Optical gyroscopes, reflection mirrors, wavelength interleavers and
filters using Sagnac interference in integrated photonics
Abstract
As a fundamental optical approach to interferometry, Sagnac interference
has been widely used for reflection manipulation, precision
measurements, and spectral engineering in optical systems. Compared to
other interferometry configurations, it offers attractive advantages by
yielding a reduced system complexity without the need for phase control
between different pathways, thus offering a high degree of stability
against external disturbance and a low wavelength dependence.
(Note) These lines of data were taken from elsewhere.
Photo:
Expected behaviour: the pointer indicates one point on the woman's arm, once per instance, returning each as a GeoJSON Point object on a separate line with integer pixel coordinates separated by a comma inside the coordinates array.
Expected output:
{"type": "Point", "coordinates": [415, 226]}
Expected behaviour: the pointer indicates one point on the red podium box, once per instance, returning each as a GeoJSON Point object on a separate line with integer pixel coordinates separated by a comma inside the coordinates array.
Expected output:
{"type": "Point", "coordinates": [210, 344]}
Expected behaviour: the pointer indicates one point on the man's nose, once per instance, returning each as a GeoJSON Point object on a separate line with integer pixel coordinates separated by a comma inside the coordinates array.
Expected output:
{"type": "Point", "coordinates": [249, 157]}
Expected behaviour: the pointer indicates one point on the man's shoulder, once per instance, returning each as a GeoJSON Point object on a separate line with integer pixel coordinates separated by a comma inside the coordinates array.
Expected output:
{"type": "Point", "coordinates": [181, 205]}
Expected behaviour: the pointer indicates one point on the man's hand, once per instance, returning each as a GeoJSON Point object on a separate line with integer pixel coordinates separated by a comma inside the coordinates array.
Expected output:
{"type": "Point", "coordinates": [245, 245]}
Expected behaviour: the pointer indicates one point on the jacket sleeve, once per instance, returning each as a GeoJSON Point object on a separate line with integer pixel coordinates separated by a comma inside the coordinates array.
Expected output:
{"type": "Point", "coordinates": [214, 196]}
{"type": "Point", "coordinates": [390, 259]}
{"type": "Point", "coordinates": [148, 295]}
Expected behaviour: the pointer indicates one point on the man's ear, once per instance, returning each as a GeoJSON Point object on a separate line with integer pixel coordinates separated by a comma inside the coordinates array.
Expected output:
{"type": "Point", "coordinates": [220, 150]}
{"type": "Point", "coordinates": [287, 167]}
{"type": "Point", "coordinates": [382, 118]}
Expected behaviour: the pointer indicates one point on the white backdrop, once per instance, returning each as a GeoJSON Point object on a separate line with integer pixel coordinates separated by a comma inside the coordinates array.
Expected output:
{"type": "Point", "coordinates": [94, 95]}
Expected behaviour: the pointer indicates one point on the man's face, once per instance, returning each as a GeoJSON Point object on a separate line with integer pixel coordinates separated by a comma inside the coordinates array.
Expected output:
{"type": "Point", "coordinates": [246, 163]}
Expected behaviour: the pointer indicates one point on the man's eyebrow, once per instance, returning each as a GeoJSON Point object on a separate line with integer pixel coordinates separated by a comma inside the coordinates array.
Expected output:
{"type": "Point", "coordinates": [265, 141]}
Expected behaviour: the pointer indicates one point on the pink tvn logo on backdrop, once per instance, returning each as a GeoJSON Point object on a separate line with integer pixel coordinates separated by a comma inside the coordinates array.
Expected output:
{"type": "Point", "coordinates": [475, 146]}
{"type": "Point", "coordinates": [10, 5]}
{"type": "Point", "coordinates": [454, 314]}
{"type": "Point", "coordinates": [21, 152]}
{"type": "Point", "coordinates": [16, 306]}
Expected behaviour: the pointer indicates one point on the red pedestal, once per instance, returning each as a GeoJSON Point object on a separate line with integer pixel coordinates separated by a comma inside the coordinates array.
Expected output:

The
advance of integration fabrication techniques has enabled chip-scale
Sagnac interferometers with greatly reduced footprint and improved
scalability compared to more conventional approaches implemented by
spatial light or optical fiber devices. This facilitates a variety of
integrated photonic devices with bidirectional light propagation,
showing new features and capabilities compared to
unidirectional-light-propagation devices such as Mach-Zehnder
interferometers (MZIs) and ring resonators (RRs). Here, we present our
latest results for functional integrated photonic devices based on
Sagnac interference. We outline the theory of integrated Sagnac
interference devices with comparisons to other integrated photonic
building blocks such as MZIs, RRs, photonic crystal cavities, and Bragg
gratings. We present our latest results for Sagnac interference devices
realized in integrated photonic chips, including reflection mirrors,
optical gyroscopes, basic filters, wavelength (de)interleavers, and
optical analogues of quantum physics.